Ardern has once again ranked Australia’s most trusted politician

New Zealand Prime Minister Jacinda Ardern has once again been ranked as Australia’s most trusted politician.

The latest Ogilvy PR Credibility Index surveyed 1,000 Australian voters in February and found that 44% of respondents trusted Ardern more than any Australian politician.

It is not the first time that the Prime Minister of New Zealand has been voted Australia’s most trusted politician. In 2019, research firm Millward Brown surveyed 1,400 Australians and found Ardern had a credibility score of 77 out of 100.

Ogilvy’s Credibility Index found Ardern ranked ahead of Australian Prime Minister Scott Morrison and the country’s opposition leader, Anthony Albanese.

A total of 10% of voters in the poll had strong negative feelings towards Ardern, while 34% expressed strong negative feelings towards Morrison and 19% for Albanese.

As it stands, Ardern’s credibility is now at 66/100, down 11 points from the last poll three years ago, but still well ahead of Morrison, who scores 41/100. and Albanese, which ranks 41/100. US President Joe Biden got 46/100, British Prime Minister Boris Johnson got 40/100 and former US President Donald Trump got 28/100.

“Jacinda Ardern was Australia’s favorite politician when we released our first Credibility Index report ahead of the last federal election in 2019. And our voters continue to rate the New Zealand Prime Minister far higher than any other any Australian politician in our survey,” Ogilvy said in his report. .

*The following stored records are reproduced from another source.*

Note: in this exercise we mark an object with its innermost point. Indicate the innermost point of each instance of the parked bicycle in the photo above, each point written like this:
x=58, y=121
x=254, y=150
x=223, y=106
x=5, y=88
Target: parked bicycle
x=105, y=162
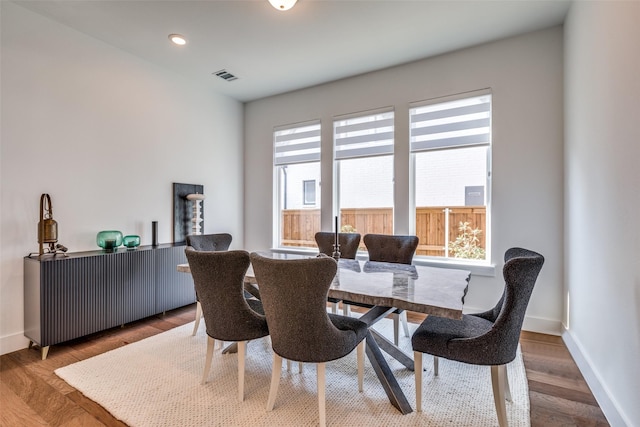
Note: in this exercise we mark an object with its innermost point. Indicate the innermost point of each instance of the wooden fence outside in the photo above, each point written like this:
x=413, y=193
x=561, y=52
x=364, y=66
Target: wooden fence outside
x=300, y=225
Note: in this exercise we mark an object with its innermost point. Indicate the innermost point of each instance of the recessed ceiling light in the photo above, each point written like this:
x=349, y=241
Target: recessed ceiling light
x=282, y=4
x=178, y=39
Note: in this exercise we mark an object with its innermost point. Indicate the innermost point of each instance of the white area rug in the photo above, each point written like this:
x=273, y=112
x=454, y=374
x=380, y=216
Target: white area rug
x=156, y=382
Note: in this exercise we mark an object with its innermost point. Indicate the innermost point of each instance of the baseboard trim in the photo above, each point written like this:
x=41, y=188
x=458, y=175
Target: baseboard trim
x=11, y=343
x=608, y=405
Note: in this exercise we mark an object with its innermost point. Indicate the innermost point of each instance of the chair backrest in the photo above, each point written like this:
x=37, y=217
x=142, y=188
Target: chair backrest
x=294, y=297
x=391, y=248
x=219, y=278
x=209, y=242
x=348, y=242
x=520, y=272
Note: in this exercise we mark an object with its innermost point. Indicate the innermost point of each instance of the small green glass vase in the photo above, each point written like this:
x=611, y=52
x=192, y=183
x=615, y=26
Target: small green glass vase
x=131, y=242
x=109, y=240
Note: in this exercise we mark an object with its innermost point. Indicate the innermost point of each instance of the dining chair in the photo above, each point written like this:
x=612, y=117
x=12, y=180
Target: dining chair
x=209, y=242
x=294, y=295
x=206, y=242
x=349, y=243
x=398, y=249
x=489, y=338
x=229, y=316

“She attracts a strong positive sentiment from 44% of voters in our survey, well ahead of Australian federal election candidates where Morrison and Albanese lead with 20%. Only 10% express strong negative feelings towards her, against 34 percent for Morrison and 19 percent for Albanese.

“Australian voters are far more likely to share her values, feel she is relevant to their lives and factually correct. They rate her far more than Scott Morrison or Anthony Albanese on affinity, engagement and integrity,” the report added.